Of the 31 households 9.7% had children under the age of 18 living with them, 32.3% were married couples living together, 3.2% had a female householder with no husband present, 9.7% had a male householder with no wife present, and 54.8% were non-families. 51.6% of households were one person and 16.2% were one person aged 65 or older. The average household size was 1.74 and the average family size was 2.50.
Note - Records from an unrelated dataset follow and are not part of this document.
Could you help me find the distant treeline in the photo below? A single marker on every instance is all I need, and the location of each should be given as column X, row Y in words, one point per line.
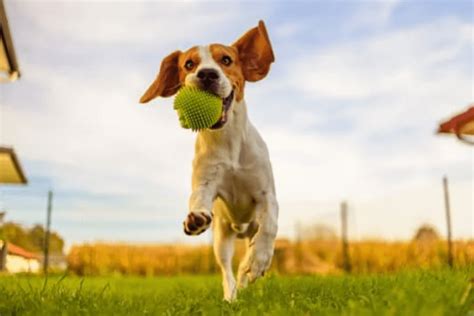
column 300, row 257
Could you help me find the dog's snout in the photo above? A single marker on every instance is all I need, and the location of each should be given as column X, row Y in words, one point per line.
column 208, row 75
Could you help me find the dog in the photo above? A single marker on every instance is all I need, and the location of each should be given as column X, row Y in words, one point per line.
column 232, row 179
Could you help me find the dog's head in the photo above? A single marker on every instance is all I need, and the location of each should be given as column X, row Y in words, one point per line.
column 217, row 68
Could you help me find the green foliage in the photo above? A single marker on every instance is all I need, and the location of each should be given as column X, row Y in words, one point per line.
column 31, row 239
column 434, row 292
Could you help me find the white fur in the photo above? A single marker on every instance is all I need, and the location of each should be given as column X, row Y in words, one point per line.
column 233, row 179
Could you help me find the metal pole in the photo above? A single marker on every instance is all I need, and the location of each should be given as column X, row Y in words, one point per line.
column 448, row 221
column 47, row 232
column 345, row 240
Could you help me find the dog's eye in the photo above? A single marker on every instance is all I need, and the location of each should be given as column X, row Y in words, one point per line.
column 189, row 65
column 226, row 60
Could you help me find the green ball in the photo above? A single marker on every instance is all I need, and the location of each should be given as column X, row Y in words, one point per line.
column 197, row 109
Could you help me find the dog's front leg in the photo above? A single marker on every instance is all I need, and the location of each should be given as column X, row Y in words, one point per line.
column 200, row 205
column 260, row 252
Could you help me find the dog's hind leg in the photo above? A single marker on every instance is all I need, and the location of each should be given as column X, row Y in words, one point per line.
column 224, row 239
column 261, row 244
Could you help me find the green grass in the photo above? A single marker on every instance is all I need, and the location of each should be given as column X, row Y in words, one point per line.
column 440, row 292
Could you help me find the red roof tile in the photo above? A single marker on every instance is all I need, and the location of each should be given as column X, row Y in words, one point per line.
column 18, row 251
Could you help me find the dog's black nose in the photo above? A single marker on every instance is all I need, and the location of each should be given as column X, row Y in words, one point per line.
column 208, row 75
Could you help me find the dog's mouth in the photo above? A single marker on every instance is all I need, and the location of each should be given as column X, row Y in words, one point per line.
column 226, row 104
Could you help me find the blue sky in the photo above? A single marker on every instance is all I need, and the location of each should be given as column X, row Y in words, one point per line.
column 348, row 111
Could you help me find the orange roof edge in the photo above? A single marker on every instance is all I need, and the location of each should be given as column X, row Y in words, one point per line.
column 454, row 124
column 18, row 251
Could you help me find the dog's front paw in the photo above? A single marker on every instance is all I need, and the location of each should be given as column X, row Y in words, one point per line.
column 197, row 223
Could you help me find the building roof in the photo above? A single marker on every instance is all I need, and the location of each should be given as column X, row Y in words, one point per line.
column 18, row 251
column 10, row 168
column 461, row 125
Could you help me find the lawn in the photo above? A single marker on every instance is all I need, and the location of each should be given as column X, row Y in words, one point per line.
column 440, row 292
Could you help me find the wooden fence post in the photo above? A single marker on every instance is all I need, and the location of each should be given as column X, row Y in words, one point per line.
column 345, row 240
column 448, row 222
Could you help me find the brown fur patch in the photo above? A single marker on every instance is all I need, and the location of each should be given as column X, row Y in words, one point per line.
column 232, row 71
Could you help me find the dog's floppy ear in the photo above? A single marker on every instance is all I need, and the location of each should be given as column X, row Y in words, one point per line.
column 167, row 82
column 255, row 53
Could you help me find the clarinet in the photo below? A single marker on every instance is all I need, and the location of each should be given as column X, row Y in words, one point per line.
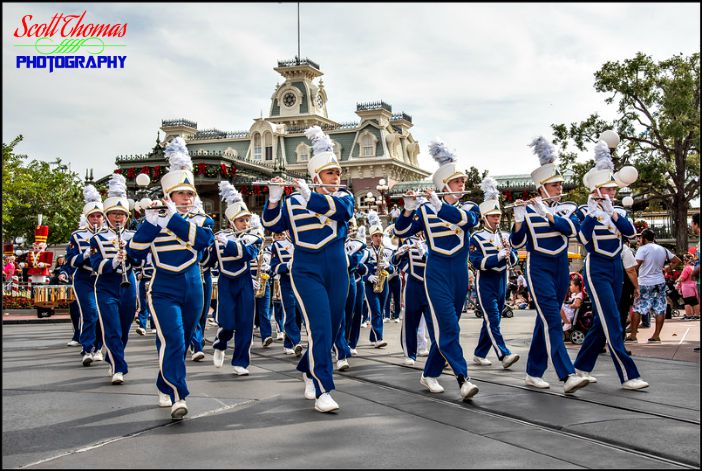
column 125, row 279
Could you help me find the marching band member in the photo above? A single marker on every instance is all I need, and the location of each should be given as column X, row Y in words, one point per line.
column 394, row 282
column 319, row 277
column 492, row 257
column 115, row 285
column 262, row 288
column 602, row 228
column 446, row 225
column 281, row 259
column 359, row 304
column 233, row 252
column 197, row 343
column 412, row 255
column 545, row 233
column 176, row 238
column 78, row 256
column 378, row 269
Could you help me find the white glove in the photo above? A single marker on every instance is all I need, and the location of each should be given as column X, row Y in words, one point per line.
column 592, row 206
column 151, row 217
column 164, row 220
column 304, row 189
column 607, row 205
column 410, row 203
column 275, row 193
column 540, row 207
column 117, row 260
column 435, row 202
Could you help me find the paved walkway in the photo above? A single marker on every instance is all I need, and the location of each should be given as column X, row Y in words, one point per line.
column 58, row 414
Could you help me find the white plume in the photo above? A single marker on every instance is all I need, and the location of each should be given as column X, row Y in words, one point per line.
column 321, row 142
column 117, row 186
column 440, row 152
column 373, row 218
column 228, row 193
column 90, row 194
column 603, row 159
column 544, row 150
column 177, row 154
column 489, row 187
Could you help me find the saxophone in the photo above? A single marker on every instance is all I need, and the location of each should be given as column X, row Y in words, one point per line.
column 380, row 272
column 261, row 276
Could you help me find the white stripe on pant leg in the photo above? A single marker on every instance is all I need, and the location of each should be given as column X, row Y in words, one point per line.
column 310, row 344
column 159, row 332
column 486, row 318
column 600, row 314
column 539, row 311
column 111, row 358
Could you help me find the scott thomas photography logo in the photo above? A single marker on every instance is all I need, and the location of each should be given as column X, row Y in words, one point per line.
column 69, row 41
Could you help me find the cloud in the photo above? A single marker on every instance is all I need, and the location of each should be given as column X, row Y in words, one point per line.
column 487, row 78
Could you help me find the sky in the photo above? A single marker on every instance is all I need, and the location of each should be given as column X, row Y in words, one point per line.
column 486, row 78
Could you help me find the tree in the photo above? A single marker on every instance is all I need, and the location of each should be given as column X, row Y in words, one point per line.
column 658, row 106
column 38, row 187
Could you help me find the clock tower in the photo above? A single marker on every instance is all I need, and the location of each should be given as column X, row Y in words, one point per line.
column 298, row 101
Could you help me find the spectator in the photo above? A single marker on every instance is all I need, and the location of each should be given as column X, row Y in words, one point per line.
column 687, row 287
column 651, row 259
column 575, row 300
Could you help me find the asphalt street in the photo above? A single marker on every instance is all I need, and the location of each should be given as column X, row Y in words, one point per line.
column 59, row 414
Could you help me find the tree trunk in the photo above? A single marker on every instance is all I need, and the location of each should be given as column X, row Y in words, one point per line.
column 680, row 222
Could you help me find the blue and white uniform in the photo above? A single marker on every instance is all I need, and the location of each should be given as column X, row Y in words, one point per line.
column 491, row 284
column 445, row 278
column 84, row 287
column 375, row 302
column 235, row 295
column 604, row 279
column 411, row 257
column 547, row 276
column 318, row 274
column 281, row 259
column 175, row 294
column 116, row 304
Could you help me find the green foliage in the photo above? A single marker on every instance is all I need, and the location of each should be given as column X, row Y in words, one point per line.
column 38, row 187
column 658, row 106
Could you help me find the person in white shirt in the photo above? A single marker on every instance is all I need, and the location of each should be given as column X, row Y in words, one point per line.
column 651, row 259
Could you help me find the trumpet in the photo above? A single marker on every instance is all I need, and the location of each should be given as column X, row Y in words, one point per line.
column 524, row 203
column 289, row 183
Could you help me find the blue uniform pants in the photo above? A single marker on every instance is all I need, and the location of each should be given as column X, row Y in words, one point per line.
column 235, row 311
column 416, row 306
column 291, row 318
column 90, row 332
column 604, row 281
column 175, row 303
column 394, row 290
column 358, row 306
column 116, row 307
column 375, row 303
column 198, row 341
column 491, row 296
column 263, row 312
column 446, row 284
column 320, row 282
column 548, row 284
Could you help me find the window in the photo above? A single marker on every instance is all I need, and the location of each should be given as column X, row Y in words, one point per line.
column 257, row 146
column 303, row 152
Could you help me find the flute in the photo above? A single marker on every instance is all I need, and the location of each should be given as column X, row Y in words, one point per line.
column 311, row 185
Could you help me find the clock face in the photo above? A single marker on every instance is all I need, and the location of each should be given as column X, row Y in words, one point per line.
column 289, row 99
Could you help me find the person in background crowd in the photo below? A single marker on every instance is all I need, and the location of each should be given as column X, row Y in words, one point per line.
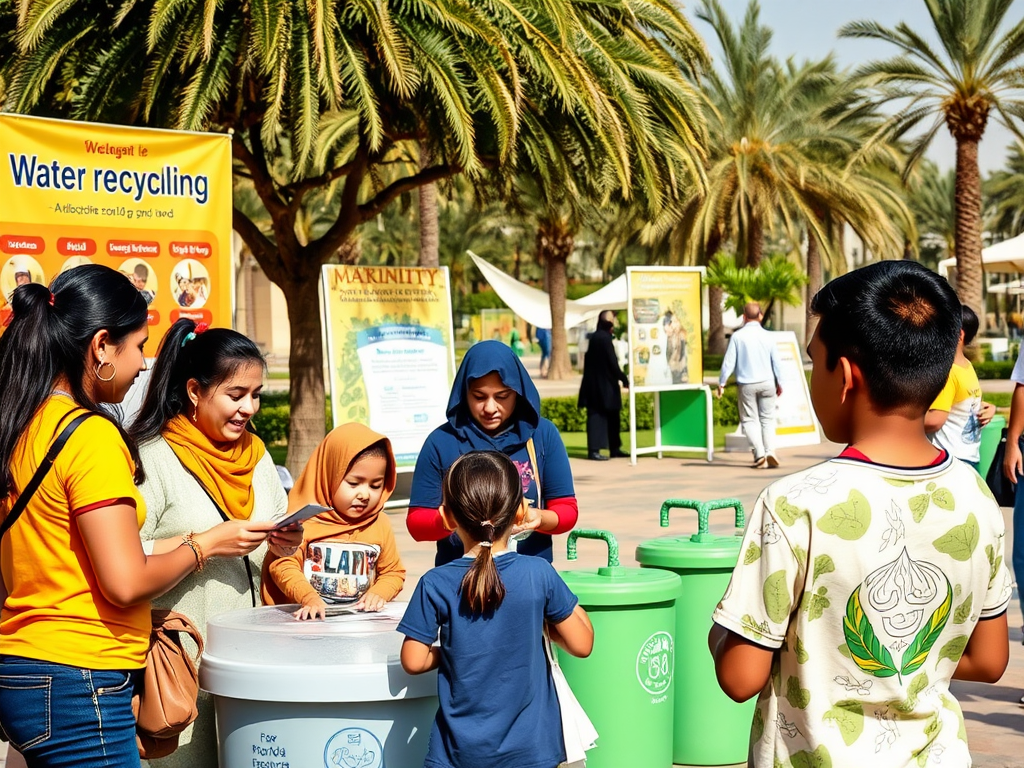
column 599, row 391
column 495, row 406
column 77, row 582
column 203, row 467
column 909, row 604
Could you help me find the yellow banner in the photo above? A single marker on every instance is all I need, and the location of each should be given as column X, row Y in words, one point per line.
column 155, row 205
column 390, row 350
column 666, row 344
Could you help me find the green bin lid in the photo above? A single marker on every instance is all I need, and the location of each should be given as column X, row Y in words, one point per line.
column 678, row 552
column 702, row 550
column 614, row 585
The median age was 49 years. 14.8% of residents were under the age of 18; 7.5% were between the ages of 18 and 24; 22.2% were from 25 to 44; 29.7% were from 45 to 64; and 25.9% were 65 or older. The gender makeup of the city was 57.4% male and 42.6% female.

===2000 census===
As of the census of 2000, there were 85 people in 36 households, including 20 families, in the city. The population density was 238.1 PD/sqmi. There were 39 housing units at an average density of 109.2 /sqmi. The racial makup of the city was 95.29% White, and 4.71% from two or more races. Hispanic or Latino of any race were 2.35% of the population. 35.4% were of Czech, 27.7% Irish, 16.9% German and 7.7% Polish ancestry.

Of the 36 households 33.3% had children under the age of 18 living with them, 44.4% were married couples living together, 5.6% had a female householder with no husband present, and 44.4% were non-families. 41.7% of households were one person and 27.8% were one person aged 65 or older. The average household size was 2.36 and the average family size was 3.40.

The age distribution was 35.3% under the age of 18, 7.1% from 18 to 24, 23.5% from 25 to 44, 17.6% from 45 to 64, and 16.5% 65 or older. The median age was 31 years. For every 100 females, there were 97.7 males. For every 100 females age 18 and over, there were 103.7 males.

The median household income was $33,958 and the median family income was $34,583. Males had a median income of $26,250 versus $15,000 for females. The per capita income for the city was $13,222. There were 5.0% of families and 22.4% of the population living below the poverty line, including 30.0% of under eighteens and 25.0% of those over 64.

==Education==
Ellendale School District is the local school district.